Gilbert's part, the telling of the story, is an utter failure. Part of the fault lies with Paramount, the studio that ordered an hour ripped out of a finished film.
Part of the fault lies with the material. Harold Robbins, despite his million-dollar movie sales, is little more than a pop pornographer. What he describes best, movie cameras dare not show.
Most of the fault sits squarely with Gilbert himself. Candice Bergen, one of the film's stars, put it nicely: "Lewis Gilbert said he had a whole different approach, something other than a Valley of the Dolls kind of thing. Almost an art film approach.
"But it became another war movie,” she said. “And who needs another one of those?"
By updating Robbins’s 1966 novel, Gilbert was trying to give his revolution the flavour of a modern tragedy. His hilariously rococo script was meant to speak to the ages.
Instead, Dax Xenos’s glands got in the way, and Gilbert ends up creating one of the last of a dying breed — the shallow Hollywood super spectacle. The big, bold novel makes a big, boring movie.
The above is a restored version of a Vancouver Express review by Michael Walsh originally published in 1970. For additional information on this archived material, please visit my FAQ.
Afterword: Bekim who? Among the top contenders for the title “superstars who never were,” the Sarajevo-born Bekim Fehmiu (a.k.a. “the Albanian Adonis”) made his Hollywood debut playing Latino playboy Dax Xenos in The Adventurers. When it bombed at the boxoffice, his American film career was pretty much over. Fehmiu returned to Yugoslavia, where he had been an established star, and continued working on stage and screen until the 1992 breakup of the Balkan federation.

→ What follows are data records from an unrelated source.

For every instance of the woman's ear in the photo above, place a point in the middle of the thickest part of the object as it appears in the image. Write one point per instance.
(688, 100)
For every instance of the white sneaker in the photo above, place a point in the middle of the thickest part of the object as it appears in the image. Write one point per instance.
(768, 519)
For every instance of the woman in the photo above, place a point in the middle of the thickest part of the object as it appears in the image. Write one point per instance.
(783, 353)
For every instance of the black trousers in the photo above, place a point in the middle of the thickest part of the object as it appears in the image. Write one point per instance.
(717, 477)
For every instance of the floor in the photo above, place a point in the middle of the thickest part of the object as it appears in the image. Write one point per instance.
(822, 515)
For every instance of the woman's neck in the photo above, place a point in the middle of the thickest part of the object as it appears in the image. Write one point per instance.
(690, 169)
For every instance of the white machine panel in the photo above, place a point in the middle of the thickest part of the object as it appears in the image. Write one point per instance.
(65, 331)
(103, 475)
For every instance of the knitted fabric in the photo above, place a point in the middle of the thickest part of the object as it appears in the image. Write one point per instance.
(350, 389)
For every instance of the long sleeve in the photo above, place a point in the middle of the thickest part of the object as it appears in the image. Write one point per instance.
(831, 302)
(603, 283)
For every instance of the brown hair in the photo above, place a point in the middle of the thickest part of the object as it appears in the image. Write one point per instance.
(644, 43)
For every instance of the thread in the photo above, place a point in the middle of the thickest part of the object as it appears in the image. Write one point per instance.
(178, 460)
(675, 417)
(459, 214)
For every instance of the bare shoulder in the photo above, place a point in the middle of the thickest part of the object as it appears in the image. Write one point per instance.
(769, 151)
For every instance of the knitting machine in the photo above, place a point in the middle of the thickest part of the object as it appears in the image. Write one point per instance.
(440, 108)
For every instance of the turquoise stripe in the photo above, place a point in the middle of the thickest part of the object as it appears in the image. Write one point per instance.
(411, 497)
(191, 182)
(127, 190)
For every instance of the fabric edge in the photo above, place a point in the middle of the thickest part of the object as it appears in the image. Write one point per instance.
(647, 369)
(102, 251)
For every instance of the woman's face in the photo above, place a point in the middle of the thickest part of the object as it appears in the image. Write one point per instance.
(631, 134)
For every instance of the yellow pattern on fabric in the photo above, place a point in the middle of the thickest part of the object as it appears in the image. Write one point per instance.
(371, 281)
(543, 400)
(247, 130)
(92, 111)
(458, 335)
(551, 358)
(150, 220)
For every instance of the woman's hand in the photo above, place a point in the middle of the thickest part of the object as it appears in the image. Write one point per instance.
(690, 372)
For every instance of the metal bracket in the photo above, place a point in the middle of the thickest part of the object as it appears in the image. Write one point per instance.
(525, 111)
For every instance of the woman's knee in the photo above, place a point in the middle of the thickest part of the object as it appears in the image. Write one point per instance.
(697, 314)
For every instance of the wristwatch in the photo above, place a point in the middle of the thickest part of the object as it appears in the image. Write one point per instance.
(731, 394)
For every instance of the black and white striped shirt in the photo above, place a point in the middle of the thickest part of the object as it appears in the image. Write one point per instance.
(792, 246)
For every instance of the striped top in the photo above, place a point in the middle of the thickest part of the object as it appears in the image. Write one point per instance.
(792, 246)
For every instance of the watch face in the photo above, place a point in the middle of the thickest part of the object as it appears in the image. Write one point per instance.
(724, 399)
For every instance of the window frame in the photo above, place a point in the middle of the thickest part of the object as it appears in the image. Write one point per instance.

He was able to demonstrate his English-language skills in at least three more pictures. Fehmiu had the starring role in director Burt Kennedy’s 1970 spaghetti Western The Deserter, shot on location in Spain. He played a vengeance-seeking former cavalry officer who declares war on the Apache. He then co-starred in Cyril Frankel’s 1975 thriller Permission to Kill, filmed in Austria. An Anglo-American co-production, it featured Fehmiu as a exiled leftist leader who is targeted by some English-accented spy guys. Finally, he played a supporting role in John Frankenheimer’s 1977 action thriller Black Sunday. In full villain mode, he is the Palestinian terrorist planning a bomb attack on America’s most sacred religious ritual, the Super Bowl.
Robbins nest: Included in today’s Reeling Back package are director Henry Hathaway’s 1966 Western epic Nevada Smith; Lewis Gilbert’s 1970 action thriller The Adventurers; and Peter Sasdy’s 1983 tale of film industry ambition,The Lonely Lady. Already posted to the archive is Daniel Petrie’s 1978 adaptation of the big bold novelist’s The Betsy.